A new proposal for a Bachelor of Social Work degree is currently under review by the Ministry of Advanced Education.
Shared were many stories of student successes, including a mention of Bachelor of Science ― Health Science student Stian French’s use of the Riddell Library and Learning Centre’s 3D printer to create his own 3D printer, which Brown described as a bit “cheeky,” but also extraordinary.
While sharing many stories of student success, Brown noted there are also students facing barriers.
In her role, Snowden speaks often with students having difficulties within the post-secondary system and has made academic accommodations a priority within her portfolio, noting they are a student’s right.
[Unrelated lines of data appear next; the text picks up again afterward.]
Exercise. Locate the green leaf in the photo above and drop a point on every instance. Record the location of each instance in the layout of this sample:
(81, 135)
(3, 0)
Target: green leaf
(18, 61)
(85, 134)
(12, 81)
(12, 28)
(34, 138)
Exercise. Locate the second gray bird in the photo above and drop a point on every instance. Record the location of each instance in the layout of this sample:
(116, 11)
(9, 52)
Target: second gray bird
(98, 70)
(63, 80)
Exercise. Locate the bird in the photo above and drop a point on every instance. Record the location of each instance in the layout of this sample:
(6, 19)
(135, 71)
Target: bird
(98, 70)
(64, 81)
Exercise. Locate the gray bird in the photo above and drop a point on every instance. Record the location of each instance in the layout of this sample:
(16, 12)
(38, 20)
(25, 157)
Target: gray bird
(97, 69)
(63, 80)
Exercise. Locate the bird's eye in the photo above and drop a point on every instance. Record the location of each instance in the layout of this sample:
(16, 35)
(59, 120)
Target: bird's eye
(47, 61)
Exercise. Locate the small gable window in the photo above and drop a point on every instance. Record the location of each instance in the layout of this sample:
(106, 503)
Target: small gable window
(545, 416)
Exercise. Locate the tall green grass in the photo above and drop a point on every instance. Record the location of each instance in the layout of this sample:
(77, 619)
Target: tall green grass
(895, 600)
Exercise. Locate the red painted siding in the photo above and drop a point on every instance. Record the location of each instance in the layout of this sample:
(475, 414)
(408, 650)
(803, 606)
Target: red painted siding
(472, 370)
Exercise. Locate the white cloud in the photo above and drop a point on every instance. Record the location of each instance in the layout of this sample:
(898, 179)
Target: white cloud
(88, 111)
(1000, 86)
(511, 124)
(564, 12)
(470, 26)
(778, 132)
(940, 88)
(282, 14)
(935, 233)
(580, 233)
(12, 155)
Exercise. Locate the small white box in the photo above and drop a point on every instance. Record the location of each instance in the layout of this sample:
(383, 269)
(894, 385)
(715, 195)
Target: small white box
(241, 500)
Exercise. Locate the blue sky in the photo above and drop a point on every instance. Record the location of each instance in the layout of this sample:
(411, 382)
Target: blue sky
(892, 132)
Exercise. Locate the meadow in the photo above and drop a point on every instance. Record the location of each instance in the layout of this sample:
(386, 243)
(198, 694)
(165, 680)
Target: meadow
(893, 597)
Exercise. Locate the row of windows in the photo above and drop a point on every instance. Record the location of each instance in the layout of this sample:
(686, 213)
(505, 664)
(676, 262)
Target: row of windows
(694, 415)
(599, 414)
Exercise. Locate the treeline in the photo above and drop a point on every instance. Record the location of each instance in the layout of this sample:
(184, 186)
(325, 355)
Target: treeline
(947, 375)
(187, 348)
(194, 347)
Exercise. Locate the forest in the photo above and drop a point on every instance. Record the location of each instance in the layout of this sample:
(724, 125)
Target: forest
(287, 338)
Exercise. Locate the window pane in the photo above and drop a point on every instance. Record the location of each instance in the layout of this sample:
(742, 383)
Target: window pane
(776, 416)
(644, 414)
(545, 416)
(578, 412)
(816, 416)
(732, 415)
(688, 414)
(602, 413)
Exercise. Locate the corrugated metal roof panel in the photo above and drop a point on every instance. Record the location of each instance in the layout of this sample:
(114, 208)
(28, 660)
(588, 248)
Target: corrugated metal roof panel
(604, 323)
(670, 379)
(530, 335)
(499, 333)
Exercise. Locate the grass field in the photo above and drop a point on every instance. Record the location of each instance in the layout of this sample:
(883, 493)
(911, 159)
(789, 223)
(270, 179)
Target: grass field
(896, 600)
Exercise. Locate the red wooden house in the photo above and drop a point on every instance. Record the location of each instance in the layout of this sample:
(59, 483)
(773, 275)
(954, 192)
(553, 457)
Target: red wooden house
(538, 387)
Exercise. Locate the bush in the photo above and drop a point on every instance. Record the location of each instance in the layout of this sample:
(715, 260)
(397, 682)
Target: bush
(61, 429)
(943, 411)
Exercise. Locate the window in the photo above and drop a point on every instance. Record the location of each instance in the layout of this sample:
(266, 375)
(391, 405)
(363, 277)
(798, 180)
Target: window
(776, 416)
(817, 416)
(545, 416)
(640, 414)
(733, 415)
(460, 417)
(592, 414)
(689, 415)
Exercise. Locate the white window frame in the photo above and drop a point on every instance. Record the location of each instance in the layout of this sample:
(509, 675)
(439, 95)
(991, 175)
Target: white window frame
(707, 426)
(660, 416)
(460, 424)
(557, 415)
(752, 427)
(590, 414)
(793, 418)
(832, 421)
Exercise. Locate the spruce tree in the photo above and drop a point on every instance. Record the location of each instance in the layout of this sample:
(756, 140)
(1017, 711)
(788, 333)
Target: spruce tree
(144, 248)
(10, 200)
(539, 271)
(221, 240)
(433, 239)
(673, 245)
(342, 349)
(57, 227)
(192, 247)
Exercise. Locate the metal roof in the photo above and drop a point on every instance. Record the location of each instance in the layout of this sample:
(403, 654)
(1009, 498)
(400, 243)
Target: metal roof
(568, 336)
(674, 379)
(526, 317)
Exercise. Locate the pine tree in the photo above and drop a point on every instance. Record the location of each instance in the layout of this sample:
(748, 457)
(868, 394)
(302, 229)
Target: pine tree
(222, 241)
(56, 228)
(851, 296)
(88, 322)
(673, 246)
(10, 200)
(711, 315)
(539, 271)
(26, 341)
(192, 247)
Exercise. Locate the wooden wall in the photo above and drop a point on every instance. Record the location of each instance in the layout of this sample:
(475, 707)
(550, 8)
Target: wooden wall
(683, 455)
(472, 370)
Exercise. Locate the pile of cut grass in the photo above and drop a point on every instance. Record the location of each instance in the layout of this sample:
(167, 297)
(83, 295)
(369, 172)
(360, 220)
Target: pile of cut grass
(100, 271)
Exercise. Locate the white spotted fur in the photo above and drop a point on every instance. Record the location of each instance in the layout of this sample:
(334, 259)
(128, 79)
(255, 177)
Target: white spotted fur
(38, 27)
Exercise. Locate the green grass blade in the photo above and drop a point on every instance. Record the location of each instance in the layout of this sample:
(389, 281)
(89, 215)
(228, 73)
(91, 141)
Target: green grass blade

Without an accommodation, she said, students will either withdraw from a class or try to get through without the necessary support.
“It’s really important that we find solutions,” Snowdon said, adding that she is pleased with how faculty members have responded to her bringing the issue forward. “I am looking forward to how we are going to address this.”
The Provost’s Office has engaged the expertise of Accessibility Services in responding to the challenges around academic accommodations.
Also on the agenda was a fast-paced mash-up — dubbed a “lightning round” — that spanned topics from the role of research at an undergraduate, teaching-focused university to student evaluations of teaching to open educational resources.
The town hall also provided a window into how Academic Affairs plans to meet its enrolment target of 10,675 full-load equivalent students in 2020/21. There has been an “extraordinary increase” in the number of degree students who are staying at Mount Royal, said Brown, citing an almost 10 per cent increase in persistence (a measure of retention) rates, according to Phil Warsaba, associate vice-president of Enrolment Management.
“I would suggest that is unheard of in the national context,” Brown said after the town hall. “For a mental image, that is the equivalent of filling the Bella Concert Hall with students who would have left our institution in the past.”
She attributed the increase in persistence to a deliberate effort to make high-demand courses available to students and reduce bottleneck courses. Brown also highlighted Mount Royal’s changing enrolment profile, with nearly 80 per cent of MRU students now putting down deeper roots in degree programs.
“I believe that more work is needed to create a culture of retention,” Brown continued. “That involves everyone — in both academic and non-academic portfolios.”
In her closing remarks, Brown toasted Vice-Provost and Associate Vice-President, Teaching and Learning Jim Zimmer, PhD, who recently announced he was headed back to the classroom after a dozen years in senior leadership roles.